The controversy being settled amicably by the leaders of the infant Church, Paul and Barnabas returned to Antioch, and for a while longer continued
their labors there, as the most important centre of missionary operations. But the ardent soul of Paul could not bear repose. He set about forming new plans; and the result was his second and more important missionary tour.

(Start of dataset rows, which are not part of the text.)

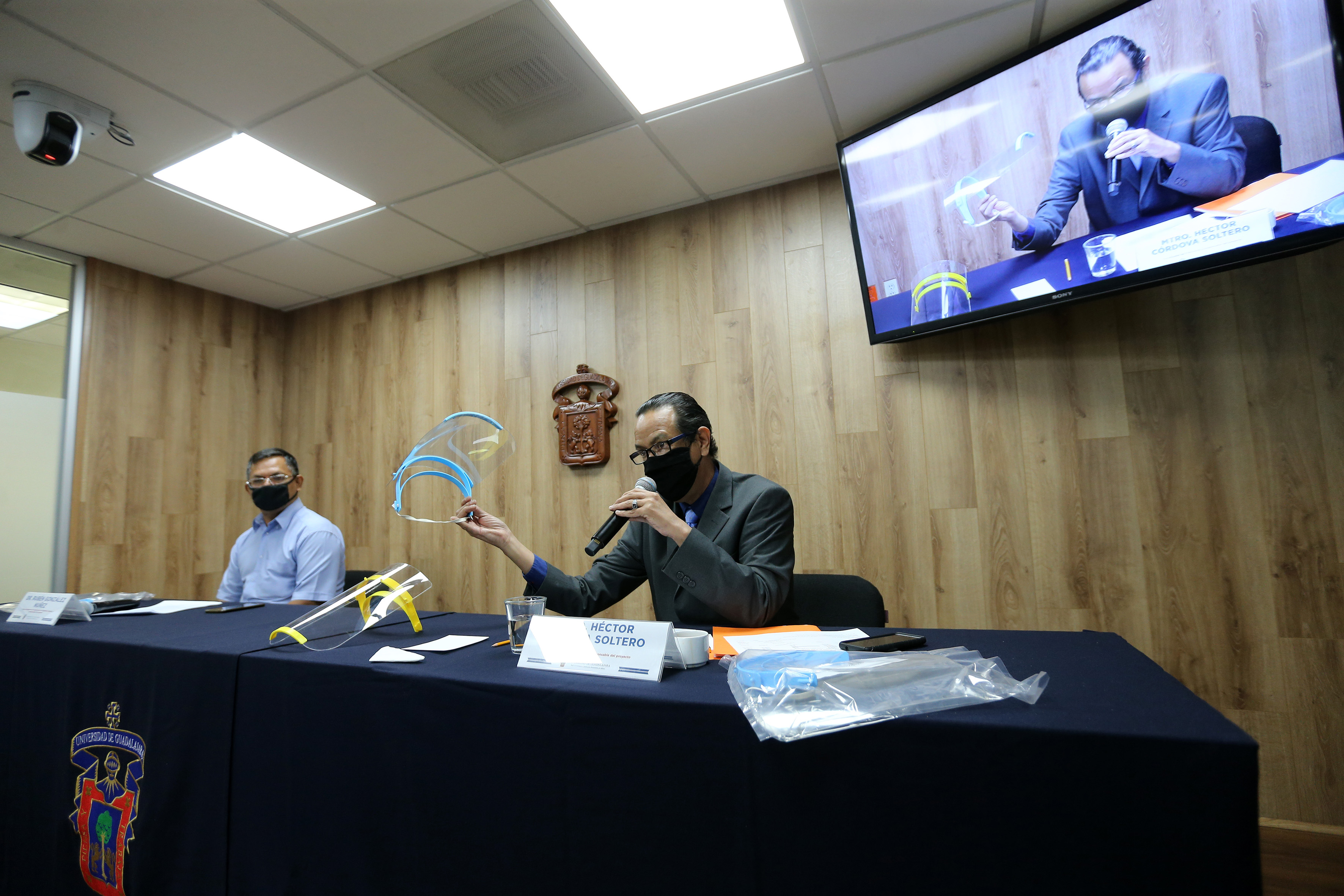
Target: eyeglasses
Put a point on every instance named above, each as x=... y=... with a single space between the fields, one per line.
x=658 y=449
x=1116 y=94
x=257 y=481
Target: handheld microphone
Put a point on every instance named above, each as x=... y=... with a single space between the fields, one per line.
x=615 y=523
x=1113 y=168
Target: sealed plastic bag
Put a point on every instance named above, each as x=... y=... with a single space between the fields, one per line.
x=795 y=695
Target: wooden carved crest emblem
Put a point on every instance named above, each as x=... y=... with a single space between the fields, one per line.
x=585 y=426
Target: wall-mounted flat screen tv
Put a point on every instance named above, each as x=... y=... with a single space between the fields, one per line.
x=1159 y=141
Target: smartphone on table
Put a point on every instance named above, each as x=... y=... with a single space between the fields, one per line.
x=885 y=643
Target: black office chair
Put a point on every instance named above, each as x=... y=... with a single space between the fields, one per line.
x=838 y=601
x=355 y=577
x=1264 y=147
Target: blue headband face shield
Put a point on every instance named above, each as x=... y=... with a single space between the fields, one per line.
x=447 y=464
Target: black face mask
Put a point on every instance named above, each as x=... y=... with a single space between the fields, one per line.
x=270 y=498
x=674 y=472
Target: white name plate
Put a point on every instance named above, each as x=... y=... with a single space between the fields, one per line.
x=613 y=648
x=44 y=609
x=1203 y=236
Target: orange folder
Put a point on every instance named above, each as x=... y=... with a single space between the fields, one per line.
x=1233 y=201
x=723 y=649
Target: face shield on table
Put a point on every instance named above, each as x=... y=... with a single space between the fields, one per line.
x=357 y=609
x=447 y=464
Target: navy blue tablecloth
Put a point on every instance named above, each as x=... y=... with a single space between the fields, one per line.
x=465 y=773
x=174 y=680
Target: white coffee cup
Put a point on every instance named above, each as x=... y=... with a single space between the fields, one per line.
x=694 y=647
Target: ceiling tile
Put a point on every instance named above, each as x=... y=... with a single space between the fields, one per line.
x=613 y=176
x=233 y=58
x=171 y=219
x=381 y=148
x=1062 y=15
x=232 y=283
x=762 y=134
x=18 y=218
x=163 y=128
x=847 y=26
x=303 y=266
x=390 y=244
x=62 y=189
x=371 y=31
x=89 y=240
x=487 y=214
x=870 y=88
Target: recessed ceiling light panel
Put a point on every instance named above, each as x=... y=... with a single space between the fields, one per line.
x=252 y=179
x=662 y=53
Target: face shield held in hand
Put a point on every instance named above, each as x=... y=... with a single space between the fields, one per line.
x=357 y=609
x=447 y=464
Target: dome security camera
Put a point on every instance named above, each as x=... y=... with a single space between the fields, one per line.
x=49 y=124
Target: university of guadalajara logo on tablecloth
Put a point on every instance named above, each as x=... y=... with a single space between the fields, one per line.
x=107 y=805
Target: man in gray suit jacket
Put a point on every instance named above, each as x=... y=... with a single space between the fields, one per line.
x=715 y=546
x=1178 y=148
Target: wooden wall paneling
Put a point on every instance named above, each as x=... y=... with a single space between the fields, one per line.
x=1099 y=389
x=1165 y=464
x=1146 y=327
x=694 y=295
x=1049 y=436
x=851 y=367
x=814 y=414
x=1000 y=489
x=770 y=362
x=947 y=422
x=1288 y=451
x=1320 y=276
x=956 y=569
x=729 y=225
x=912 y=600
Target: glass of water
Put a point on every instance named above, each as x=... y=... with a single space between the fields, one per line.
x=520 y=612
x=1101 y=255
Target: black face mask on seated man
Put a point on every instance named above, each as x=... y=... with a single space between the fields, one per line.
x=270 y=498
x=674 y=472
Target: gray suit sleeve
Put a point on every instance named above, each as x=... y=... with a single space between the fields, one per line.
x=1059 y=199
x=1215 y=164
x=612 y=577
x=753 y=588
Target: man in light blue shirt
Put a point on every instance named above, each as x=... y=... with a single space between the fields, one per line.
x=291 y=554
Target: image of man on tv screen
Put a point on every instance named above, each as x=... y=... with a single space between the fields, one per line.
x=1175 y=144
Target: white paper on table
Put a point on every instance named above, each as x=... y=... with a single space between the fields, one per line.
x=394 y=655
x=163 y=606
x=448 y=643
x=794 y=640
x=1027 y=291
x=1299 y=194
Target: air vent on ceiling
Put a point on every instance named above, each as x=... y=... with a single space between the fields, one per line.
x=510 y=84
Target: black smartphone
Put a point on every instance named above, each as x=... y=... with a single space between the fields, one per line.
x=885 y=643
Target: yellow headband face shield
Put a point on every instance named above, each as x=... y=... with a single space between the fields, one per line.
x=358 y=609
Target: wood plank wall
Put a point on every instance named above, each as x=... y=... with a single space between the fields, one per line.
x=1166 y=465
x=178 y=389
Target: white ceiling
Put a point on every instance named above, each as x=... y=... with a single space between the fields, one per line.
x=299 y=76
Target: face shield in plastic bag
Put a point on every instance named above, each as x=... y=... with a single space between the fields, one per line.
x=803 y=694
x=357 y=609
x=448 y=464
x=975 y=184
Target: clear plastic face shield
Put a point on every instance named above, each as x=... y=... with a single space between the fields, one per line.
x=447 y=464
x=357 y=609
x=976 y=184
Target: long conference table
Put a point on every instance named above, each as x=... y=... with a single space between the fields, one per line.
x=285 y=770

The relations between Paul and Barnabas had been thus far of the most intimate and affectionate kind. But now the two apostles disagreed, — Barnabas wishing to associate with them his cousin Mark, and Paul determining that the young man, however estimable, should not accompany them, because he had turned back on the former journey. It must be confessed that Paul was not very amiable and conciliatory in this matter; but his nature was earnest and stern, and he was resolved not to have a companion under his trying circumstances who had once put his hand to the plough and looked back. Neither apostle would yield, and they were obliged to separate, — reluctantly, doubtless, — Paul choosing Silas as his future companion, while Barnabas took Mark. Both were probably in the right, and both in the wrong; for the best of men have faults, and the strongest characters the most. Perhaps Paul thought that as he was now recognized as the leading apostle to the Gentiles, Barnabas should yield to him; and perhaps Barnabas felt aggrieved at the haughty dictation of one who was once his inferior in standing.